37e jaargang nr. 1 (sept. 2022)
thema: Ongehoorde stemmen in de Bijbel

Martine Oldhoff
Interview met Willeke Brouwer
De Graphic Novel Bijbel en kinderbijbel

Het cliché van een kinderbijbel is een zoete verzameling verhalen over een lieve God. Ook de lesjes mogen niet ontbreken. Maar de kinderbijbelmarkt is groot en divers. Hoe vertellen we kinderen eigenlijk over God en geloof? Wat zit er allemaal verstopt in een kinderbijbel en wat zegt dat over ons eigen godsbeeld? Willeke Brouwer, illustrator, kinderboekenschrijver en cartoonist bij het Nederlands Dagblad, wilde het anders doen dan de kinderbijbels waar zij mee opgroeide: Anne de Vries en W.G. van de Hulst.Het moest minder prekerig zijn en meer rauwe werkelijkheid bevatten.

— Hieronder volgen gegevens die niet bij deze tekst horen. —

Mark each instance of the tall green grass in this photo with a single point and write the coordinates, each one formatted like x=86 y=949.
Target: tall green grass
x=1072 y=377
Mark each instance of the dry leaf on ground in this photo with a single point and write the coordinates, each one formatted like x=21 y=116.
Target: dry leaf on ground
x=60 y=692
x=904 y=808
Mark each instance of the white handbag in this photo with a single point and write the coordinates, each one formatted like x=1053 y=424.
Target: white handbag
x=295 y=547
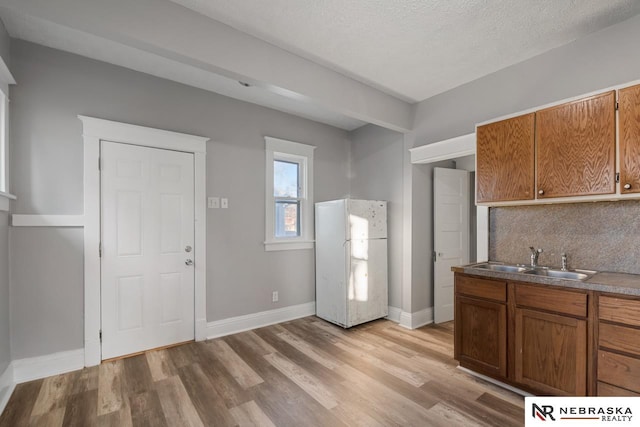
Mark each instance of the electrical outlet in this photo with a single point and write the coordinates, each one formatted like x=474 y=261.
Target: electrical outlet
x=213 y=202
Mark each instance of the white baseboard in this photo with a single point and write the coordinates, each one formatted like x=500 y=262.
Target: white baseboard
x=7 y=385
x=417 y=319
x=232 y=325
x=394 y=314
x=45 y=366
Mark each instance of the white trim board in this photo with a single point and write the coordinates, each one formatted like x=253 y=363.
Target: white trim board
x=19 y=220
x=34 y=368
x=417 y=319
x=232 y=325
x=94 y=130
x=453 y=148
x=7 y=385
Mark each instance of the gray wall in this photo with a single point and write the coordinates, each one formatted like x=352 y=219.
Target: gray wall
x=5 y=336
x=376 y=173
x=5 y=340
x=54 y=87
x=601 y=236
x=594 y=62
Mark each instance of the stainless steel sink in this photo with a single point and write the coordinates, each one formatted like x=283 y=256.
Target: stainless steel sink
x=502 y=267
x=561 y=274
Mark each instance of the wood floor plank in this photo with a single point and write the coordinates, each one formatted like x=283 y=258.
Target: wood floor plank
x=53 y=418
x=20 y=405
x=301 y=372
x=146 y=410
x=249 y=414
x=53 y=394
x=303 y=379
x=110 y=378
x=81 y=410
x=238 y=368
x=206 y=400
x=160 y=365
x=176 y=404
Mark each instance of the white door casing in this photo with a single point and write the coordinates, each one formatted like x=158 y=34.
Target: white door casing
x=95 y=130
x=451 y=235
x=147 y=292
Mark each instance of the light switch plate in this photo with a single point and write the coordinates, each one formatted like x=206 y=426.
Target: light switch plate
x=213 y=202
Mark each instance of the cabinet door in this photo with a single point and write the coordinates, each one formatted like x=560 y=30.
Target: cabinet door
x=505 y=160
x=481 y=335
x=551 y=352
x=576 y=148
x=629 y=116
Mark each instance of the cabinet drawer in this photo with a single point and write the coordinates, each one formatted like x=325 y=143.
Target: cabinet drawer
x=622 y=371
x=557 y=300
x=619 y=310
x=605 y=389
x=619 y=338
x=481 y=288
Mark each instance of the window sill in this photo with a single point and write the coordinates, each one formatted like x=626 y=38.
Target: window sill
x=288 y=246
x=4 y=201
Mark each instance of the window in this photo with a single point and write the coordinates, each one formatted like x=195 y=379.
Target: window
x=289 y=195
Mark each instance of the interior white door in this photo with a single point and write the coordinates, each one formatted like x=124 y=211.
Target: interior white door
x=147 y=274
x=451 y=235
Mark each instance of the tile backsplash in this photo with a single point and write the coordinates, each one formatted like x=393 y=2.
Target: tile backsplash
x=603 y=236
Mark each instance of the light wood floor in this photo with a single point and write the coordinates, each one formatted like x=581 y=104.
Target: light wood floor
x=306 y=372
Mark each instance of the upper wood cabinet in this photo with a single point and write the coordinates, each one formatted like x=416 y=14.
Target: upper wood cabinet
x=629 y=118
x=505 y=160
x=576 y=144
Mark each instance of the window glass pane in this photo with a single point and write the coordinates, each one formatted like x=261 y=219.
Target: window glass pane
x=287 y=219
x=285 y=179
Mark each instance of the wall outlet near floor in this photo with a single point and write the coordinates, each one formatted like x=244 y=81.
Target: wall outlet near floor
x=213 y=202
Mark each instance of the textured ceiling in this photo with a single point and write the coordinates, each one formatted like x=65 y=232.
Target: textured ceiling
x=415 y=49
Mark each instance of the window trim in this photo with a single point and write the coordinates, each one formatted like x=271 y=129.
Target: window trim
x=280 y=149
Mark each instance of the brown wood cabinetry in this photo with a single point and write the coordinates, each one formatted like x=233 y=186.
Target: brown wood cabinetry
x=618 y=363
x=481 y=325
x=629 y=118
x=575 y=145
x=535 y=337
x=505 y=160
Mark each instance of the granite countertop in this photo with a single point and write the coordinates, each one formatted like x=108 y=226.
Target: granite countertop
x=616 y=283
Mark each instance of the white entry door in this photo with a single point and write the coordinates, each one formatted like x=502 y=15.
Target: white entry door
x=147 y=277
x=451 y=235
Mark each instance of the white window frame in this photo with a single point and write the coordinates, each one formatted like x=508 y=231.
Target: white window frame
x=302 y=154
x=6 y=79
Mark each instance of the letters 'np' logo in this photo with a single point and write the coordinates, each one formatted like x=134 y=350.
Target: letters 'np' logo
x=542 y=412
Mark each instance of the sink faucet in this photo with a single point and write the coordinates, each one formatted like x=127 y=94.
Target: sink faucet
x=535 y=253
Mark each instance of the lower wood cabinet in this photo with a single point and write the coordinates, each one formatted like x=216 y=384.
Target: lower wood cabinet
x=534 y=337
x=551 y=352
x=481 y=335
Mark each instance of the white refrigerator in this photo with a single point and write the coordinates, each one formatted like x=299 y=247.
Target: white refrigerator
x=351 y=261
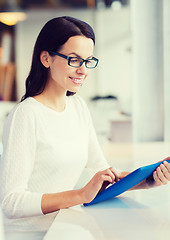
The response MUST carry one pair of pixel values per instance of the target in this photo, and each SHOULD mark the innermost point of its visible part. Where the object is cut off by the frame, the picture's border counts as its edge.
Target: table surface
(139, 214)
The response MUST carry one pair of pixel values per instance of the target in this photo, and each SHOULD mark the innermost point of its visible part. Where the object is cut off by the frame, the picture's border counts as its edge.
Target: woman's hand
(98, 183)
(161, 175)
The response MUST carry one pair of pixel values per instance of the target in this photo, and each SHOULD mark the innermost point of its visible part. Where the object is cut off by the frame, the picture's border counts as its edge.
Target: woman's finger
(156, 179)
(116, 174)
(165, 169)
(161, 176)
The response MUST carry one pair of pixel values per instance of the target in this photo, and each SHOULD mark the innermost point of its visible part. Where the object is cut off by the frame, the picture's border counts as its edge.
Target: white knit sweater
(44, 151)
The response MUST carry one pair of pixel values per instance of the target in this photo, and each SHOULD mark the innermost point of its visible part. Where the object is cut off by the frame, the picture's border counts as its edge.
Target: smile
(76, 80)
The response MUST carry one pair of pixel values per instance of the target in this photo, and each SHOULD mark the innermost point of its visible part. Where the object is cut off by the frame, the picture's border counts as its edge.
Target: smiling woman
(49, 138)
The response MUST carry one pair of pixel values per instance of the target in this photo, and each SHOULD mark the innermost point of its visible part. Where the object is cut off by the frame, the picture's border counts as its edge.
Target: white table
(134, 215)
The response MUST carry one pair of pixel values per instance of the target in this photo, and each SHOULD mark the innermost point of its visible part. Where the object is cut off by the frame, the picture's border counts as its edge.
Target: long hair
(51, 38)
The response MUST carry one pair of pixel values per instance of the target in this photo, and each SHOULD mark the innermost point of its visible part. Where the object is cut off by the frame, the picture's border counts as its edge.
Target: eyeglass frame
(81, 63)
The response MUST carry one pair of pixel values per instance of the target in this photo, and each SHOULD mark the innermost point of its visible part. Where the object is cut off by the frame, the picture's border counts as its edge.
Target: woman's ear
(44, 58)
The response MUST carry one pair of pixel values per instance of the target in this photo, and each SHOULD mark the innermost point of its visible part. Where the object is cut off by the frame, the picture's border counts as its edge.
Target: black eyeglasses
(78, 61)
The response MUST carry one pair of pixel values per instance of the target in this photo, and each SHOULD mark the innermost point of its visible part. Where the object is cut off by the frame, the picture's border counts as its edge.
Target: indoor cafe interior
(127, 96)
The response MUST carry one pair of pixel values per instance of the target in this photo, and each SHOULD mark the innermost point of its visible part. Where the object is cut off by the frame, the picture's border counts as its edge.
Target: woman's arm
(160, 176)
(54, 201)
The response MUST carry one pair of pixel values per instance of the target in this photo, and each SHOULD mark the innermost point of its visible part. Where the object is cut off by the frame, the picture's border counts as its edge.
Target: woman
(49, 137)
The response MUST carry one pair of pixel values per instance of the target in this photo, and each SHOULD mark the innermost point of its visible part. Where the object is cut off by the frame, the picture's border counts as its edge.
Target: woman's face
(65, 77)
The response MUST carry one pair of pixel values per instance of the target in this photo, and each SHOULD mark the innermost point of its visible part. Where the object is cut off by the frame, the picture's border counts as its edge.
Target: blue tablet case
(125, 183)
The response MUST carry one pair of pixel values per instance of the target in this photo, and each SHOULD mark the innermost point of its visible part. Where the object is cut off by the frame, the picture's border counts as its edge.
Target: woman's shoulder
(77, 100)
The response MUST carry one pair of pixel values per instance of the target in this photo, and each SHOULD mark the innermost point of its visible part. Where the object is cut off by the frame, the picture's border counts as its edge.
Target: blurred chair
(1, 227)
(7, 75)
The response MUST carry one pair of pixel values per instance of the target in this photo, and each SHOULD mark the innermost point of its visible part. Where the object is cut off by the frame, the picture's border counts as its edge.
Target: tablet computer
(125, 183)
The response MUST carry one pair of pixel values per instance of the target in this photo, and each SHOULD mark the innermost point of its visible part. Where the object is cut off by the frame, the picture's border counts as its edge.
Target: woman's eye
(74, 60)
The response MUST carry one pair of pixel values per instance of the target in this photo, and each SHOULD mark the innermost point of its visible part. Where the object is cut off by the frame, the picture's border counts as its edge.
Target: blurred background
(128, 93)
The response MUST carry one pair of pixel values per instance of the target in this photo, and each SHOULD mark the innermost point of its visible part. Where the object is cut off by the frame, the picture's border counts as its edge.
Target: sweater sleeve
(16, 165)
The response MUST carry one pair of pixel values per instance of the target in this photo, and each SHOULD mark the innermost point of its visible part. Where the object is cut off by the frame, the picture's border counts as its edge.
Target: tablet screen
(125, 183)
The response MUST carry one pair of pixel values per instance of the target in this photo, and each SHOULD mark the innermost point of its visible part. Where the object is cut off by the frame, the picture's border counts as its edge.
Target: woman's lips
(76, 80)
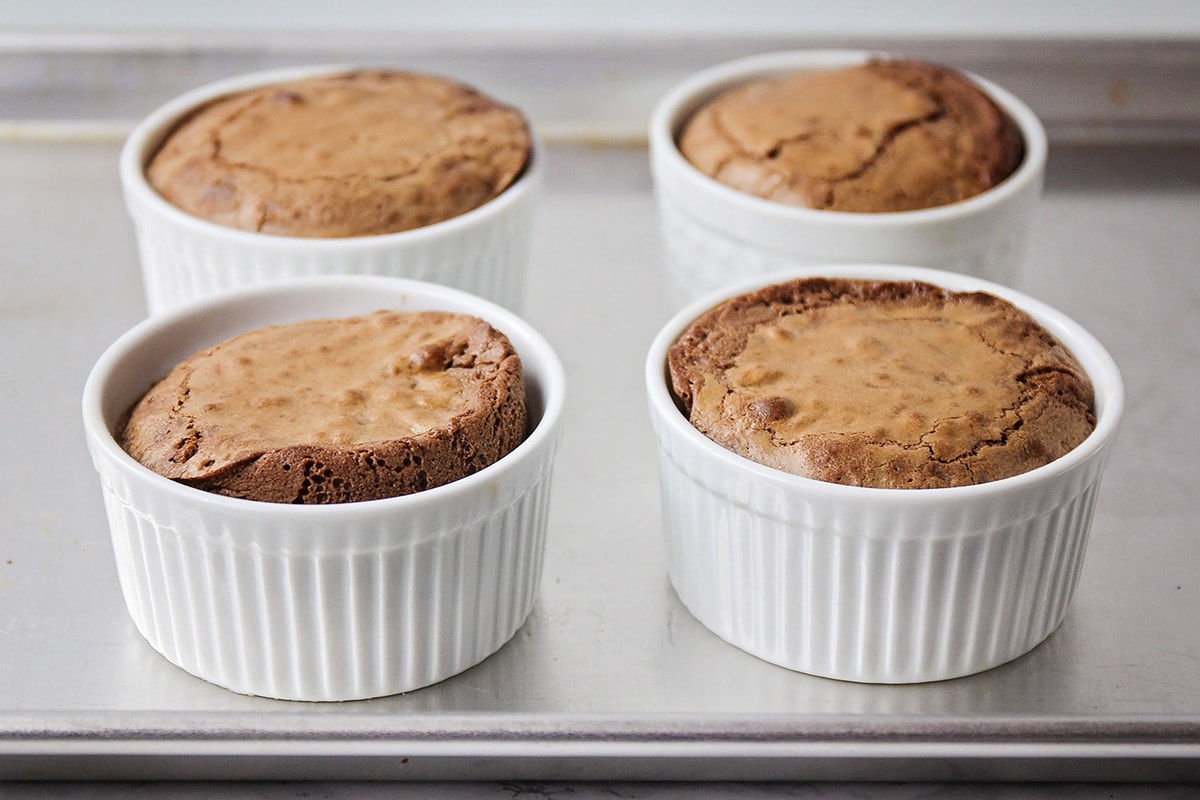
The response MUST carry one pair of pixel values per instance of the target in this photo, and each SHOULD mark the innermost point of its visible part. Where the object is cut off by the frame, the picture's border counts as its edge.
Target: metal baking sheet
(611, 678)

Brouwer is van gereformeerd synodale huize, lid van de PKN en jeugdouderling in de plaatselijke kerk. Op verzoek van Uitgever Royal Jongbloed schreef Brouwer een ‘Graphic Novel Bijbel’: Ongelooflijke Bijbelverhalen voor kinderen van zo’n 9 tot en met 12 jaar. Het werd een dik boek met zwart-wit tekeningen dat al vlot een tweede druk kreeg. Kontekstueel-redacteur Martine Oldhoff bevroeg haar naar aanleiding van deze kinderbijbel over haar keuzes en visie op kinderbijbels en geloof.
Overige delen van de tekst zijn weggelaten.